Daily Express

COMMENT

- PHIL ANDREW CEO of StepChange charity

IF you’ve never used an overdraft, well congratula­tions.

If you have, then you’ll know that even a short accidental dip into the red can be costly.

Now spare a thought for the 2.1 million people who spent the whole of 2016 overdrawn.

That’s an expensive place to be. And it’s one where industry regulator the Financial Conduct Authority has decided enough is enough.

To think that people are using overdrafts when they just need to budget better is to misunderst­and the problem.

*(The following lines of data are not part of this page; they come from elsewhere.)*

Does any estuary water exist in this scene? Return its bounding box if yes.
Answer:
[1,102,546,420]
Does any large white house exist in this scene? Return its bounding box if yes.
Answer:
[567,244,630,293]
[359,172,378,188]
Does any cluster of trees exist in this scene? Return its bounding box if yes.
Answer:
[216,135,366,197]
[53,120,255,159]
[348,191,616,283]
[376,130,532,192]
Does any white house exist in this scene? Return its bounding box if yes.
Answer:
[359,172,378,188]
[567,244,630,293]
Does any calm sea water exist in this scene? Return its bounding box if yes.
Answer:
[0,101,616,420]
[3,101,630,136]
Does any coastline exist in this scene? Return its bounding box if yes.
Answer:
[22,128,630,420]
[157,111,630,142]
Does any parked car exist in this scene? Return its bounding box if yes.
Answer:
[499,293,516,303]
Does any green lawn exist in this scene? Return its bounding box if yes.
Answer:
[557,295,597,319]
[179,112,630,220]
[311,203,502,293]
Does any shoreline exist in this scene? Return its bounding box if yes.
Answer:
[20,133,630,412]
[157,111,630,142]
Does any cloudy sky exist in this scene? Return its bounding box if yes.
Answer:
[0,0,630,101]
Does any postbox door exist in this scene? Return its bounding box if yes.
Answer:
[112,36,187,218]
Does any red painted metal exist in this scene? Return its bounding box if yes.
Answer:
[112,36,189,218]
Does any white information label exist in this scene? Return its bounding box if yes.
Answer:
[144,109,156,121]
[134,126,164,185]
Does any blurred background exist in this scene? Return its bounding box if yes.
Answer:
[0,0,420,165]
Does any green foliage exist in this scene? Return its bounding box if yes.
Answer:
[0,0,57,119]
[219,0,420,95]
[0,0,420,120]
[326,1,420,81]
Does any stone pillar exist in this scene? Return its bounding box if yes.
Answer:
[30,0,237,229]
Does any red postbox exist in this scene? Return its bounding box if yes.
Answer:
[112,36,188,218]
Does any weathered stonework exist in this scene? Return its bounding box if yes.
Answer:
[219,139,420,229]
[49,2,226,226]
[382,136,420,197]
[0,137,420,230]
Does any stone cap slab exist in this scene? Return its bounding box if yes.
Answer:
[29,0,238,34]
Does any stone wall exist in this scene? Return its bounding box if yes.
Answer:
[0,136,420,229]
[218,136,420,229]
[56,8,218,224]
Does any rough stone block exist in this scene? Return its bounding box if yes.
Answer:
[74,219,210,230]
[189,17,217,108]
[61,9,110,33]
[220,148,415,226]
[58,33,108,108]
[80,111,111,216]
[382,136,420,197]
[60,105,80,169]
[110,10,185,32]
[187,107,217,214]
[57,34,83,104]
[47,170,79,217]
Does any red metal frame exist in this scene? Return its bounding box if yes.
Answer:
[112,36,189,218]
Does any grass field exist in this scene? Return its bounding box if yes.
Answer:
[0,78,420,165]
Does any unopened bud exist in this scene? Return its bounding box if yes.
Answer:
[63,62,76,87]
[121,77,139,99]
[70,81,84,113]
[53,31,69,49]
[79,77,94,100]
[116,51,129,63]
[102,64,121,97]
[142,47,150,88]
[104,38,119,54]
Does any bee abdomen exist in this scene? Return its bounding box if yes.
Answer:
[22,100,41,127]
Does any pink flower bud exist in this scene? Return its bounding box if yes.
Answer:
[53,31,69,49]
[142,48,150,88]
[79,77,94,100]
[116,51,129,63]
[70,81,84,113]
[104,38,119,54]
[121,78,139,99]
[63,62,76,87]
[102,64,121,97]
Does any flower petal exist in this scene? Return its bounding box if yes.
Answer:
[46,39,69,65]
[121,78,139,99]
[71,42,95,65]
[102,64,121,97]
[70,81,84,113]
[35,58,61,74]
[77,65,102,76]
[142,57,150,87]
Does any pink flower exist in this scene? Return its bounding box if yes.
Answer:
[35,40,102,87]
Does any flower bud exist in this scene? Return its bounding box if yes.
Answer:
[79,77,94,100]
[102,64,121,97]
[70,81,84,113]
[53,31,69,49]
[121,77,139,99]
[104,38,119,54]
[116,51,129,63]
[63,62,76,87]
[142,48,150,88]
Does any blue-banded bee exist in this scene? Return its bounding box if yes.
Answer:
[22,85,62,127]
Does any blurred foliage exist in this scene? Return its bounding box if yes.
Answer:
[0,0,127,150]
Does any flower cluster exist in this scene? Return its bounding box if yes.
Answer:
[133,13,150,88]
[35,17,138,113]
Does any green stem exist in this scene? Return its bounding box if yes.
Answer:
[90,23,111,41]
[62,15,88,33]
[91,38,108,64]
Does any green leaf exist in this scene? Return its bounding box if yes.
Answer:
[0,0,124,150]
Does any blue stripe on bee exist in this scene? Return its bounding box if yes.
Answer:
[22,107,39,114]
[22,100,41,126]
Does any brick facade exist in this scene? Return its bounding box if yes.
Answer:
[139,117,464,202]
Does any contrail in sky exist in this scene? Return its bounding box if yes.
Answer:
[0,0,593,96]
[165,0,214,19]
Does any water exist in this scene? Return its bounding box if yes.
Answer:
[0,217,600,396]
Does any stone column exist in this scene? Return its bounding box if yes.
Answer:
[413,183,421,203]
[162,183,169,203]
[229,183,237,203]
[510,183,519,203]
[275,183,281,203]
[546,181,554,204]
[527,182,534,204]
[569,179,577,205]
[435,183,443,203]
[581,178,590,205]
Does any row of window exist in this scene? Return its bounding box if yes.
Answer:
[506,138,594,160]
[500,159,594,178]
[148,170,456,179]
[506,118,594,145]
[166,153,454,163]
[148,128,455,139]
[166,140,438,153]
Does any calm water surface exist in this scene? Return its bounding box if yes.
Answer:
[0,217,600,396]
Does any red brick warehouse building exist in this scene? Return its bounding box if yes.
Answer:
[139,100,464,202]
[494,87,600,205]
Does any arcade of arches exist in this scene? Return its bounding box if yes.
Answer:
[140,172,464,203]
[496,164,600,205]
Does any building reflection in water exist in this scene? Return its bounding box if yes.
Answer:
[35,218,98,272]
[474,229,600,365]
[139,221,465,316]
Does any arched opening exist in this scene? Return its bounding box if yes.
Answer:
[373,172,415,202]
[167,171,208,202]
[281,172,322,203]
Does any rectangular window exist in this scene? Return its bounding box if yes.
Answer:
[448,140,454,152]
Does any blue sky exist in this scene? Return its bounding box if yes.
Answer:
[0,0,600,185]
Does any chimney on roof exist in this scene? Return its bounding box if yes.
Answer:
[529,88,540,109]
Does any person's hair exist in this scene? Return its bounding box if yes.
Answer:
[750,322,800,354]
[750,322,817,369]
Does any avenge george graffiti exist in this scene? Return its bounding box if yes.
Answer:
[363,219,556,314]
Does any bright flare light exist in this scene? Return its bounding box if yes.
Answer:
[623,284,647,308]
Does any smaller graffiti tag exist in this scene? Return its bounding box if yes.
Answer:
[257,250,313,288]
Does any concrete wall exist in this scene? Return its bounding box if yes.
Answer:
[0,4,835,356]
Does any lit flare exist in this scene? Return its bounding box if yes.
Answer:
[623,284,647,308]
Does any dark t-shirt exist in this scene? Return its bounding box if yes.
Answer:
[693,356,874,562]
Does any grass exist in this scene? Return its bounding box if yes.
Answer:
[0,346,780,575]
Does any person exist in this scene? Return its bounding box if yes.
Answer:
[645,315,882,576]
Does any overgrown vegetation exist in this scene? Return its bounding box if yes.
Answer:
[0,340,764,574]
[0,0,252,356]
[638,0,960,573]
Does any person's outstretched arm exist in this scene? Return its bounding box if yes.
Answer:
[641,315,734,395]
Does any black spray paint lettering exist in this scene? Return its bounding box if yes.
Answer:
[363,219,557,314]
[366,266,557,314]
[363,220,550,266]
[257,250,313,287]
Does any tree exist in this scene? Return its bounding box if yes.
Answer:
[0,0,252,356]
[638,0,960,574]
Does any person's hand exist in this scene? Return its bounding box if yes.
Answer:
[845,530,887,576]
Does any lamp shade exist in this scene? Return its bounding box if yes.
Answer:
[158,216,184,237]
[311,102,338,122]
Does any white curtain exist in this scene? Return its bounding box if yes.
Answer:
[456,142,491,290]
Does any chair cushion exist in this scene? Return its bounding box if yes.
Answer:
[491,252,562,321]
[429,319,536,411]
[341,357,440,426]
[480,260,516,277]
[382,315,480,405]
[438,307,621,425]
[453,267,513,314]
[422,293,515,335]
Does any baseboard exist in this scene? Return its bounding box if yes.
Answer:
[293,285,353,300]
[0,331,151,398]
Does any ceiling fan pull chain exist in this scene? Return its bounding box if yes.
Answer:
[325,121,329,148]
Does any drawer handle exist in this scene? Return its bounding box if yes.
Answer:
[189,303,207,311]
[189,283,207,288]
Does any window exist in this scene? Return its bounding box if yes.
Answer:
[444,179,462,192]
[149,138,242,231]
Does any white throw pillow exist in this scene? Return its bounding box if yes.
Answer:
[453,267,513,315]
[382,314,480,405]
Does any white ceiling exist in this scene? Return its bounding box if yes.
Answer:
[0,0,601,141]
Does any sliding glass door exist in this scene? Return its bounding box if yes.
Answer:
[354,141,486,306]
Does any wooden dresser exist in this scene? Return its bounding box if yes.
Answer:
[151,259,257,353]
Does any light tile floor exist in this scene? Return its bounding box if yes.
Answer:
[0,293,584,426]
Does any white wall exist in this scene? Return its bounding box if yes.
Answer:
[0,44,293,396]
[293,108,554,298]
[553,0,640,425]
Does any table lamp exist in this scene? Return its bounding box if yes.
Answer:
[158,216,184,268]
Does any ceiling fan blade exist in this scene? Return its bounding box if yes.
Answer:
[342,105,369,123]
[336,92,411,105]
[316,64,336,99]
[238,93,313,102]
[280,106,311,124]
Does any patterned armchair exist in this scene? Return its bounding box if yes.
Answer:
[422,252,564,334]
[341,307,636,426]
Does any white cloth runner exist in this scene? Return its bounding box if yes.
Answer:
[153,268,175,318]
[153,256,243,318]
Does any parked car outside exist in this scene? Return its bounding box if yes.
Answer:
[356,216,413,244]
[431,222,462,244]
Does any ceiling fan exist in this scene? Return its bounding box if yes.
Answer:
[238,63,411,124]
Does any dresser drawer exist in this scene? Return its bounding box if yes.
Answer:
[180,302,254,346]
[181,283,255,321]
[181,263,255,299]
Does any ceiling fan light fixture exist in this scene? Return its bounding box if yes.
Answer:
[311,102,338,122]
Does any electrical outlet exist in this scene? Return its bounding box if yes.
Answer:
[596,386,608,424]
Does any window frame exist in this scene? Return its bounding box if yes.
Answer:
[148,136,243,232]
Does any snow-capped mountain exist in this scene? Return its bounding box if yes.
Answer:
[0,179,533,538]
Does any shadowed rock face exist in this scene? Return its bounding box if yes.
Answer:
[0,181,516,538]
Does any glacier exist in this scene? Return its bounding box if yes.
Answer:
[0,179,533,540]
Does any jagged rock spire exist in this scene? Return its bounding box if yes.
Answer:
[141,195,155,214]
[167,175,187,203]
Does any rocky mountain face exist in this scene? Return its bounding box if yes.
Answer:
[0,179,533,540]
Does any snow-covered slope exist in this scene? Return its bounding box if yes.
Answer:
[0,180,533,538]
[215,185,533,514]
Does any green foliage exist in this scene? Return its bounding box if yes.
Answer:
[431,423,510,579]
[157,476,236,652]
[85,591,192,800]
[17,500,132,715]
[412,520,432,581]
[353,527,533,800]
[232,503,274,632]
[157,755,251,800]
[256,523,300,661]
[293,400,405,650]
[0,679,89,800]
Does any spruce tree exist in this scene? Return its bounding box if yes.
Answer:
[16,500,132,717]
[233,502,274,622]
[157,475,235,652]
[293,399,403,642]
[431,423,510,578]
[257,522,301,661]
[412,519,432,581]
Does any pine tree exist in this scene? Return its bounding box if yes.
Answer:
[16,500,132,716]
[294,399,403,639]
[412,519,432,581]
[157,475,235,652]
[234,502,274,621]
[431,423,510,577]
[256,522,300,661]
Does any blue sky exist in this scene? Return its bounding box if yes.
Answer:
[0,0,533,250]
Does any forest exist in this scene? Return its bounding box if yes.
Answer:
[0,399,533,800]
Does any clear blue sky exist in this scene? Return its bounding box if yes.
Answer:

Around 9.3 million people last year ended up turning to credit just to meet their essential living costs – rent, heating, food, council tax, children’s clothes.

They’re not frittering money away on luxuries and their problems are not ones that budgeting can easily solve.

Fairer

Overdrafts are one of the ways that people try to meet their living needs when their underlying problem is lack of money, often caused originally by a drop in their income.

The FCA found that people living in deprived areas are more likely to pay unarranged overdraft charges and refused payment fees, and they pay around twice as much in fees and charges as those in less deprived areas.

The regulator’s findings that over half of unauthoris­ed overdraft fees are paid by 1.5 per cent of customers, that the fees can be ten times higher than those of payday loans, and that banks make 30 per cent of their £2.4 billion annual overdraft revenue from unauthoris­ed overdrafts are damning warning indicators.

Left to its own devices, the banking industry has been slow to improve the market for these customers. All credit to the regulator for stepping in to make the market fairer.